㉮ For most patients with symptomatic PVCs, we suggest first-line therapy with a beta blocker or, less commonly, a non-dihydropyridine calcium channel blocker, rather than starting with antiarrhythmic medications or catheter ablation.
㉠ Beta blockers — Commonly used beta blockers include metoprolol, carvedilol, bisoprolol, nebivolol, propranolol, nadolol, betaxolol, and atenolol. Atenolol, betaxolol, nadolol, and propranolol should not be used in patients with HF or cardiomyopathy.
ⓐ Bisoprolol: 2.5 mg orally once daily; maximum dose 10 mg once daily
ⓑ Nebivolol: 5 mg orally once daily; maximum dose 40 mg once daily (lower doses of 1.25 to 10 mg to be used in patients with heart failure)

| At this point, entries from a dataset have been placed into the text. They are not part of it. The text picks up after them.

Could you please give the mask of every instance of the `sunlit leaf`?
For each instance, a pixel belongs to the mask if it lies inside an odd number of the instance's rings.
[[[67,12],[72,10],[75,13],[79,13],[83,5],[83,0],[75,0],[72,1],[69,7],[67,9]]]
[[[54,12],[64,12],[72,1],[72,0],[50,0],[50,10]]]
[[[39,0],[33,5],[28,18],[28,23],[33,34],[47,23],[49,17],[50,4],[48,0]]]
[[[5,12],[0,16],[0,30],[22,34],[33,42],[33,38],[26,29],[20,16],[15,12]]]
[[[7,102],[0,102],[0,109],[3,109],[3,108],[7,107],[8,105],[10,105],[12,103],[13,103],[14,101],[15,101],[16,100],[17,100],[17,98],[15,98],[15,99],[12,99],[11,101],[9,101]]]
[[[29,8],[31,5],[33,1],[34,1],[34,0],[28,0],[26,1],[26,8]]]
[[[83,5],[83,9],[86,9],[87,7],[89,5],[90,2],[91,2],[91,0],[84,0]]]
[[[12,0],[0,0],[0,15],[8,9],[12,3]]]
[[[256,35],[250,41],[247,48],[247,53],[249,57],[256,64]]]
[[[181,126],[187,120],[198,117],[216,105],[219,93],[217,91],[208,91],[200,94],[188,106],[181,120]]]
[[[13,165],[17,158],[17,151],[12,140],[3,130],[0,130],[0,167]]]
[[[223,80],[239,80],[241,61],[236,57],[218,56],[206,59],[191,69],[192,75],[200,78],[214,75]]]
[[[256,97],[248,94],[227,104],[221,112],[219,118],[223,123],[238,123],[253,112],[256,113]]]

㉡ Non-dihydropyridine calcium channel blockers — Diltiazem and verapamil may be preferred in patients with HTN or in patients with fascicular PVCs, but should not be used in patients with HF or cardiomyopathy.
㉯ For patients with ongoing PVC-related symptoms following initial medical therapy, or for those who do not tolerate medical therapy due to adverse effects, we suggest catheter ablation, rather than antiarrhythmic drug therapy, as the next treatment in patients with a high burden of monomorphic PVCs.